Jordan regards the largest benefit to using an investment bank is being able to leverage an investment banker or financial advisor. They help by working on the transaction, which allows the manager to actually invest time in managing the business.
Investment banks also give five to ten buyers or a broad universe of financial sponsors, versus spending a substantial amount of time, energy, and money on the marketing stage of the deal.
Additionally, investment banks create a competitive dynamic that may result in you receiving the highest possible price in the market for your assets.
Jordan recommends utilizing technology such as online data rooms, such as DealRoom, because their clean, intuitive interface. This especially applies to the due diligence tool because it allows you to manage multiple work streams at a time. Teams can collaborate by uploading documents, asking questions, and adding comments.
The Duff & Phelps team assesses that project management tools also equip the seller for a smoother transaction. Processes are bolsters because requests are in one place and they are handled digitally versus an Excel file with a dozen strange, non uniform tabs that is passed between parties. With DealRoom's mergers and acquisitions software, you can seamlessly manage all of the facets of due diligence in one shared space.
It's easy to take a request that you have uploaded into DealRoom into the request section and link it to the appropriate document in the deal room. Then, you always have that connection between the request and the document. Sending off or referencing different indexes on an Excel spreadsheet tends to be an error prone process where you can you can put in the wrong reference or cells could get deleted.

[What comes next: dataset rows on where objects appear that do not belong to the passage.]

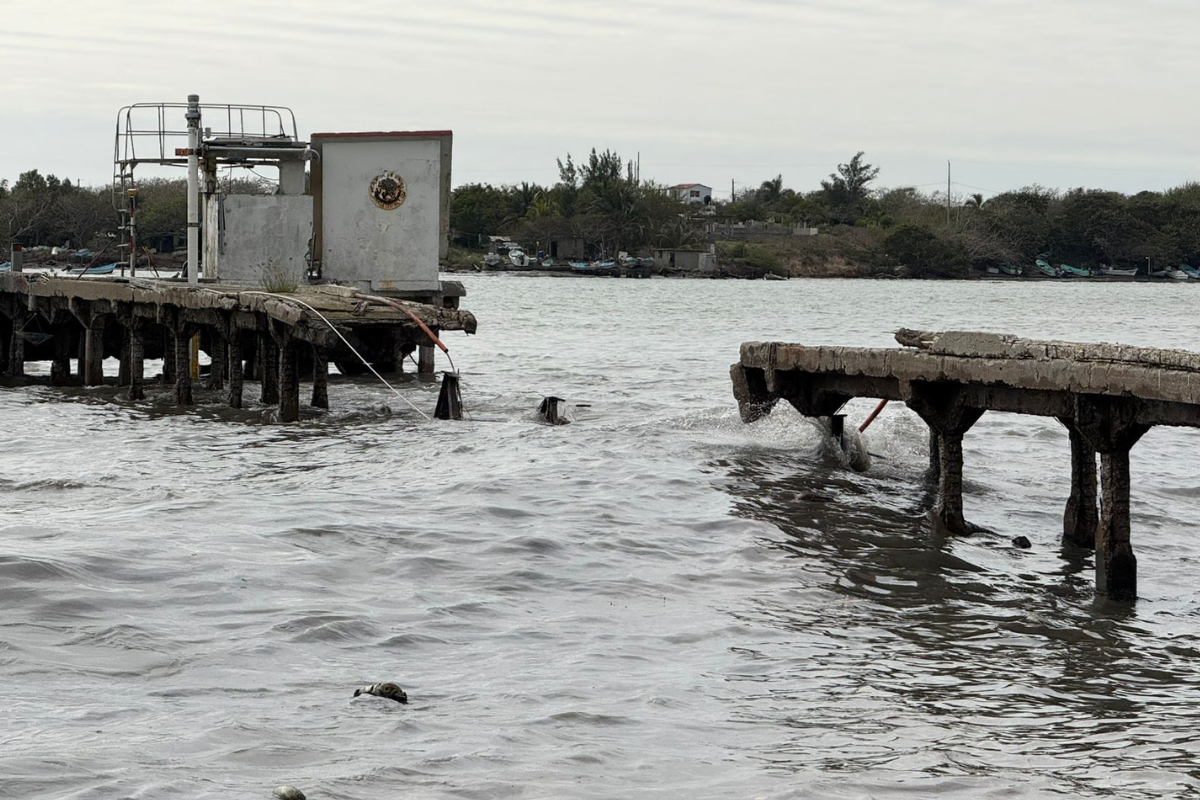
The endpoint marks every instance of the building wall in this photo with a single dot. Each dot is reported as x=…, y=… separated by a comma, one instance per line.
x=370, y=246
x=249, y=238
x=685, y=194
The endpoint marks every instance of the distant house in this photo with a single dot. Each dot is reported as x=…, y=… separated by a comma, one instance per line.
x=696, y=193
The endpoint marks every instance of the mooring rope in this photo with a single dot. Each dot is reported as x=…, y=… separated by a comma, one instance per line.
x=333, y=328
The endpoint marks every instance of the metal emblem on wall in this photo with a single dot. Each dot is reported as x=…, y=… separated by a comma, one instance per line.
x=388, y=190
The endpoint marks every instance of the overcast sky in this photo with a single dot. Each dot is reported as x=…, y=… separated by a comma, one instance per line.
x=1059, y=92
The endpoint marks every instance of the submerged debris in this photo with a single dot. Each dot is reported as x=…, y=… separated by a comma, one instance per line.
x=388, y=691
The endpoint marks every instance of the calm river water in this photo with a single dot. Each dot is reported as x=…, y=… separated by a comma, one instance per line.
x=653, y=601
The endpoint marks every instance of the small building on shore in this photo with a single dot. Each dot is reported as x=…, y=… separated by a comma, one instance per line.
x=685, y=260
x=694, y=193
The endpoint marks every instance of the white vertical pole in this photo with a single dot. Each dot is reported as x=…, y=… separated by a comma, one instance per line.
x=193, y=192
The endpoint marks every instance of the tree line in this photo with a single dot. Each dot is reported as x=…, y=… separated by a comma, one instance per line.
x=603, y=202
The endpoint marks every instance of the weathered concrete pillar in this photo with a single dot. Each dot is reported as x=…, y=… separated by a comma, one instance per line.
x=935, y=456
x=168, y=359
x=183, y=347
x=750, y=391
x=17, y=344
x=137, y=360
x=1116, y=566
x=1110, y=426
x=94, y=352
x=425, y=364
x=233, y=353
x=289, y=383
x=946, y=414
x=319, y=378
x=123, y=372
x=1080, y=518
x=217, y=358
x=269, y=361
x=60, y=368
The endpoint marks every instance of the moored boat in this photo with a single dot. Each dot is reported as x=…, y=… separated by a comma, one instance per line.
x=1047, y=270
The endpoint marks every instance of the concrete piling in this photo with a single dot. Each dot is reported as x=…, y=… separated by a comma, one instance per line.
x=183, y=349
x=319, y=378
x=269, y=362
x=237, y=372
x=1080, y=518
x=136, y=332
x=425, y=365
x=289, y=383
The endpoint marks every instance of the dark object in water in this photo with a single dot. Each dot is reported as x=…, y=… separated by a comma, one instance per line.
x=387, y=691
x=449, y=398
x=549, y=411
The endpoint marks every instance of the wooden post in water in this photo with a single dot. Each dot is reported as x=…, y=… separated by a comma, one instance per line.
x=319, y=378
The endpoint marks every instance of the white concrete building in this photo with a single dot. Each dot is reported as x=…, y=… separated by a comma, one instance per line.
x=696, y=193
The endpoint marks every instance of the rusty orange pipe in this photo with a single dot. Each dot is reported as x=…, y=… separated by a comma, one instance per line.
x=411, y=316
x=873, y=415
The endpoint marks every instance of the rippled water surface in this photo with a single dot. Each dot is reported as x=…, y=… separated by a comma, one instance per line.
x=653, y=601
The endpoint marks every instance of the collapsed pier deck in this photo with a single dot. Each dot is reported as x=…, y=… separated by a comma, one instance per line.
x=245, y=331
x=1108, y=397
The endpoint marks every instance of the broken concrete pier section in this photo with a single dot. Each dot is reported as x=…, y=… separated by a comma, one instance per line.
x=1105, y=395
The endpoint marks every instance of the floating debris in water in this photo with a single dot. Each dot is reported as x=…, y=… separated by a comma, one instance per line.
x=388, y=691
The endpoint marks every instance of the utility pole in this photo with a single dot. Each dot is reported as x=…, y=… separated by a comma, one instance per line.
x=947, y=193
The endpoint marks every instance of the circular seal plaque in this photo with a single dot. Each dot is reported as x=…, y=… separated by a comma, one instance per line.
x=388, y=190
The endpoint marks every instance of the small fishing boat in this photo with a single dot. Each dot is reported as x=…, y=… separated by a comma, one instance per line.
x=106, y=269
x=1170, y=274
x=1047, y=270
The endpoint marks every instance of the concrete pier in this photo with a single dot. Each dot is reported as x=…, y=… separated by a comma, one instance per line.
x=133, y=319
x=1107, y=396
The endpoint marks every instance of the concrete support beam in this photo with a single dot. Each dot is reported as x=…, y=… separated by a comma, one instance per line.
x=217, y=358
x=425, y=365
x=319, y=378
x=289, y=383
x=16, y=366
x=1080, y=518
x=60, y=368
x=750, y=391
x=943, y=410
x=183, y=348
x=136, y=332
x=237, y=373
x=1110, y=426
x=268, y=356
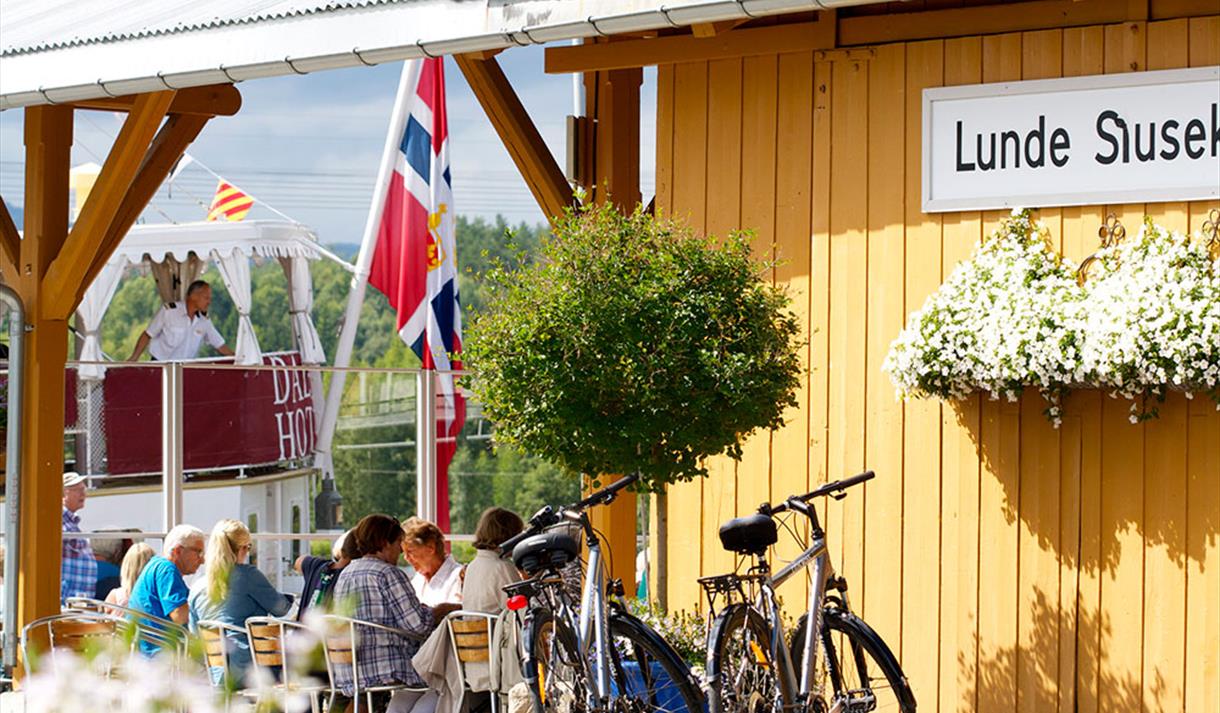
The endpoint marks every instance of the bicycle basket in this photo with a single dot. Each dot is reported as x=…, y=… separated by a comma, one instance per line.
x=749, y=535
x=549, y=551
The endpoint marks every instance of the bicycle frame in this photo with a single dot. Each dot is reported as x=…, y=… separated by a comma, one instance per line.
x=592, y=624
x=824, y=573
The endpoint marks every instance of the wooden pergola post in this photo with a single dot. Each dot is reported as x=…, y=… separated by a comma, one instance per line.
x=51, y=266
x=48, y=160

Jordan forecasts that technology is going to continue to speed up processes, improve time, and improve outcomes for both buyers and sellers. Overall, groups will be completing deals faster, which will result in reduced fees from advisors and productivity loss.
As for acquisitions, Jordan mainly recommends being organized and on top of documentation, insurance, finances -- everything. Good organizational skills will help you be efficient in finding and uploading the proper documents. Sometimes this also requires investing in the proper tools.